The Augusta Chronicle featured Bret Tindall in January during his search for work after returning from Afghanistan in December with other members of Augusta-based 877th Engineering Company. Readers responded with several work offers, which is how Tindall got his groundskeeper job a couple of weeks ago at Mount Vintage golf course in North Augusta.
“Things are going good,” Tindall said in a recent phone interview.
The latest economic reports show that unemployment among veterans of the wars in Iraq and Afghanistan dropped from 13.1 percent in December to 9.1 percent in January. That comes on the heels of continued improvement in the national economy, which saw a drop in unemployment to 8.3 percent in January.
A commonly cited reason for veteran unemployment is that many service members join the armed forces out of high school and miss out on the training and experience that come with working toward a career. The Veterans Curation Project is changing that.
The project meets two needs. It gives veterans a paycheck to photograph, document and archive artifacts sitting in storage that were unearthed by the Army Corps of Engineers. More importantly, it pads the résumés of veterans with marketable skills such as training with computer spreadsheets.
But interviews with veterans working at the Augusta office show the benefits extend beyond job training and résumé writing.
Adam Pennington returned from Afghanistan in September 2010 suffering from physical and mental damage caused by roadside bombs. His short-term memory was shot, concentration was difficult and he had a hard time articulating his thoughts. His self-esteem bottomed out, and he worried that he would never again hold a normal job.
“I just really had a dark time,” he said. “When I came back, it was very hard for me to transition.”
Since starting in this latest class at Veterans Curation Project on Jan. 4, Pennington’s attitude has turned around. The job places him with other veterans with a common experience, while also integrating him back into a civilian office setting. Supervisors let them know when the jokes get too colorful, Pennington said with a smile.

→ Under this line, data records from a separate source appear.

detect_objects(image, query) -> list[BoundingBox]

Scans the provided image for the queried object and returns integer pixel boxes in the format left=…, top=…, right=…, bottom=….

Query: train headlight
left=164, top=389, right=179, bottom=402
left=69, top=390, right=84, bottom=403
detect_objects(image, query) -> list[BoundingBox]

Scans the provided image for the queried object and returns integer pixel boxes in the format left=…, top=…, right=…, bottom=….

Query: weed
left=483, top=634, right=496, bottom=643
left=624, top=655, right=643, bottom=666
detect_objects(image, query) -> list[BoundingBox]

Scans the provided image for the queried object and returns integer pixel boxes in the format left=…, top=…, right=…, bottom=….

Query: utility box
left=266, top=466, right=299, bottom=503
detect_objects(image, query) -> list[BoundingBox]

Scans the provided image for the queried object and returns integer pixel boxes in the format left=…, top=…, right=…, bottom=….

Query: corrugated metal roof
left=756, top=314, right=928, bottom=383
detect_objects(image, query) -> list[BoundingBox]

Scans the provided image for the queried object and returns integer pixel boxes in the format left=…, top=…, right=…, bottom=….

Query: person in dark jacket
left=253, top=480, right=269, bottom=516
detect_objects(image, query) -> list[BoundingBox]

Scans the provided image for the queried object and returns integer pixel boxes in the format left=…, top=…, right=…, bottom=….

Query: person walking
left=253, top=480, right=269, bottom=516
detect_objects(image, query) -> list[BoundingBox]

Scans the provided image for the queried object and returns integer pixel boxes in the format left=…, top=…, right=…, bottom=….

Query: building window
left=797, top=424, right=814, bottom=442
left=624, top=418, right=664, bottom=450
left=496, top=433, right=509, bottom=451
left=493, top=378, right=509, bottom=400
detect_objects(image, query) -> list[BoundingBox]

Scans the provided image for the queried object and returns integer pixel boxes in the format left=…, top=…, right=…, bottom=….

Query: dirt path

At 28, Charles Cooper is one of the older veterans joining the project this time. The Cross Creek High School graduate has seven years’ experience in military communications, but that doesn’t count as the actual college degree that many of the jobs he has applied for require.
“That was a frustration,” Cooper said.
This current job allows him to learn new skills such as data entry and digital processing while studying for his college degree. As a history nut, “this is right up my alley,” Cooper said.
Sheldon Owens, the curation project’s laboratory manager, said he feels rewarded coming to work every day and taking part in a program that helps veterans. As a historian and son of a veteran, he knows that the U.S. doesn’t have a perfect record of helping service members returning home.
“A program like this is only another step in the right direction,” Owens said.